The Court of Justice of the EU has recently ruled in Case C-178/22 | Procura della Repubblica presso il Tribunale di Bolzano. Under Italian law, the offence of aggravated theft is one of the offences that may justify obtaining telephone records from a provider of electronic communications services if a court authorises it. The Court of Justice considers that access to such records can be granted only to the data of individuals suspected of being implicated in a serious offence, and says that member states must define “serious offences”. However, the court responsible for authorising that access must be entitled to refuse or restrict that access where it finds that the interference with the fundamental rights to private life and to the protection of personal data which such access would constitute is serious, while it is clear that the offence at issue is not a serious offence in the light of the societal conditions prevailing in the member state concerned.

European Commission consults on fair telework and the right to disconnect

The European Commission is consulting on the possible direction of EU action on ensuring fair telework and the right to disconnect.

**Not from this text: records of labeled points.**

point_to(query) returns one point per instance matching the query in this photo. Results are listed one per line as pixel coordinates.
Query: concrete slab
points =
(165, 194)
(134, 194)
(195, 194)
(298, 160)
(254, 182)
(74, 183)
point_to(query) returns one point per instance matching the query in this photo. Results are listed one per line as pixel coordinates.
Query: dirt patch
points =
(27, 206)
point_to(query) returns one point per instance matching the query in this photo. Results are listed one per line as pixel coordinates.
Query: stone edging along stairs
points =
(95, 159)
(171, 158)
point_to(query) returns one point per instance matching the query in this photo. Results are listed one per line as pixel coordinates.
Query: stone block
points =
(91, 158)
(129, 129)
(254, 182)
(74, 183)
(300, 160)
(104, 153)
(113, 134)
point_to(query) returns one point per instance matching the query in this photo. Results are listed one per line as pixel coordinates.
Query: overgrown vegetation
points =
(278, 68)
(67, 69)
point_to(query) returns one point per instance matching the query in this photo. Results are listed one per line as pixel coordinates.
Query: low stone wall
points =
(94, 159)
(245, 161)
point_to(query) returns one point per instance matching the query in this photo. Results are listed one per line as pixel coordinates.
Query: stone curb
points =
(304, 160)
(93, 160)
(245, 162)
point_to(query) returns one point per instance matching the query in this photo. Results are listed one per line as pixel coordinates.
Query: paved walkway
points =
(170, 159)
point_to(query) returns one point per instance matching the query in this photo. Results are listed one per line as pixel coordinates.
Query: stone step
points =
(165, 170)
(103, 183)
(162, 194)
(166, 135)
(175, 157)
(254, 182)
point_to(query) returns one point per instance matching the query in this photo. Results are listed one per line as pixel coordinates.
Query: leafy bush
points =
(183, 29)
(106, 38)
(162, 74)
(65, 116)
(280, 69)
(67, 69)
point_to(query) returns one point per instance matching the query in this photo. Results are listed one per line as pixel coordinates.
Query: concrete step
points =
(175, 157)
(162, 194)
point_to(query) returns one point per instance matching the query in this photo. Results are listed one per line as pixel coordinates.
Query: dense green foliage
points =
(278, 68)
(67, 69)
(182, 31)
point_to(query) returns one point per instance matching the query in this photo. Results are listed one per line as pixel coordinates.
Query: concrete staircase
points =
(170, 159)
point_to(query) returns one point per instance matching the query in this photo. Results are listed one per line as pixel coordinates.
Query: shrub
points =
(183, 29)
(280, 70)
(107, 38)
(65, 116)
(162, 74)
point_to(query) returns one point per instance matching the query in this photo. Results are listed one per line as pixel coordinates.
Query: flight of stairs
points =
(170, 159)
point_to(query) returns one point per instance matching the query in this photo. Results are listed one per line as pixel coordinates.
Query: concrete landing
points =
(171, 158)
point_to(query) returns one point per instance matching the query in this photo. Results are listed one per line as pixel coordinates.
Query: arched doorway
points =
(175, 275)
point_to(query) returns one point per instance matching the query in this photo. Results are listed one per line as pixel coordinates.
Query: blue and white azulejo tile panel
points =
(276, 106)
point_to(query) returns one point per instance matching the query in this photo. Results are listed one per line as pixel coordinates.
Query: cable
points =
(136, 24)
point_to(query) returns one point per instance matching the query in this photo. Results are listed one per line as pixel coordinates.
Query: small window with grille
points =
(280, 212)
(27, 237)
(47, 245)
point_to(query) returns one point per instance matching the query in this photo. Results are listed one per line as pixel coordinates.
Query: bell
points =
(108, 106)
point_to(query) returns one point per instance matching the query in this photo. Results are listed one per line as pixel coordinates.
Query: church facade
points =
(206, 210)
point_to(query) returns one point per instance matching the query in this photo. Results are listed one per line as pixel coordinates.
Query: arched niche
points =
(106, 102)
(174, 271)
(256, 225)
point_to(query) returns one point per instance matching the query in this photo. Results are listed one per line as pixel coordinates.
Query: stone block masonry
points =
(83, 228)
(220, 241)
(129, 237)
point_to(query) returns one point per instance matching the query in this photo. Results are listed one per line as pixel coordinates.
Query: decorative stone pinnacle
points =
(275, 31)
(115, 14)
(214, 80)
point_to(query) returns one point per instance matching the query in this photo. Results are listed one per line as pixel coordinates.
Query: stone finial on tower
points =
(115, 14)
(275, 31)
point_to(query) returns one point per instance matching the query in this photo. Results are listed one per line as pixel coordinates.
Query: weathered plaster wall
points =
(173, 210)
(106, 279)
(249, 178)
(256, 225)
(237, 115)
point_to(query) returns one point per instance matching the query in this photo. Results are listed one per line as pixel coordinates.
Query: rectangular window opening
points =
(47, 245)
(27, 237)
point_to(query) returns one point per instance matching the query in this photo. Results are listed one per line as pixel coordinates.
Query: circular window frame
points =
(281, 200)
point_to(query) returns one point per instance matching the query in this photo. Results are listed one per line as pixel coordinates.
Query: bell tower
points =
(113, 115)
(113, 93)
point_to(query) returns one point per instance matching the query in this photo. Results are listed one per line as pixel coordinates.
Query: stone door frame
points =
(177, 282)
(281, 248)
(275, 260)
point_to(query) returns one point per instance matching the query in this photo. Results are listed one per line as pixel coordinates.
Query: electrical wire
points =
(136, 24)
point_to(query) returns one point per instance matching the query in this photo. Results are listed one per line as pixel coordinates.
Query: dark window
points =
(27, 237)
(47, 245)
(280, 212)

Remote working has become widespread, especially since the COVID-19 pandemic. The EU Labor Force Survey shows that the overall proportion of people working from home in the EU has almost doubled in the last few years, from 11.1% in 2019 to 20% in 2022. There are significant differences across industries, sectors and work profiles, depending on a job’s “teleworkability” that is, to what extent it is feasible to be carried out remotely. Evidence shows those workers who can and do work remotely clearly appreciate its benefits, notably its flexibility, with over 60% of respondents to a 2022 Eurofound survey confirming they want to work from home at least part of their working time. While remote working can allow for flexible work arrangements, it also raises questions on how to ensure workers’ rights are respected in a more digitalised work environment. This includes ensuring adequate working conditions and health and safety at work. Notably, the use of digital tools for work and the possibility to work remotely can carry the risk of an “always-on” work culture. This has led to calls by different stakeholders for a “right to disconnect”, to draw clear boundaries between one’s professional and private life. The consultation ends on 11 June 2024.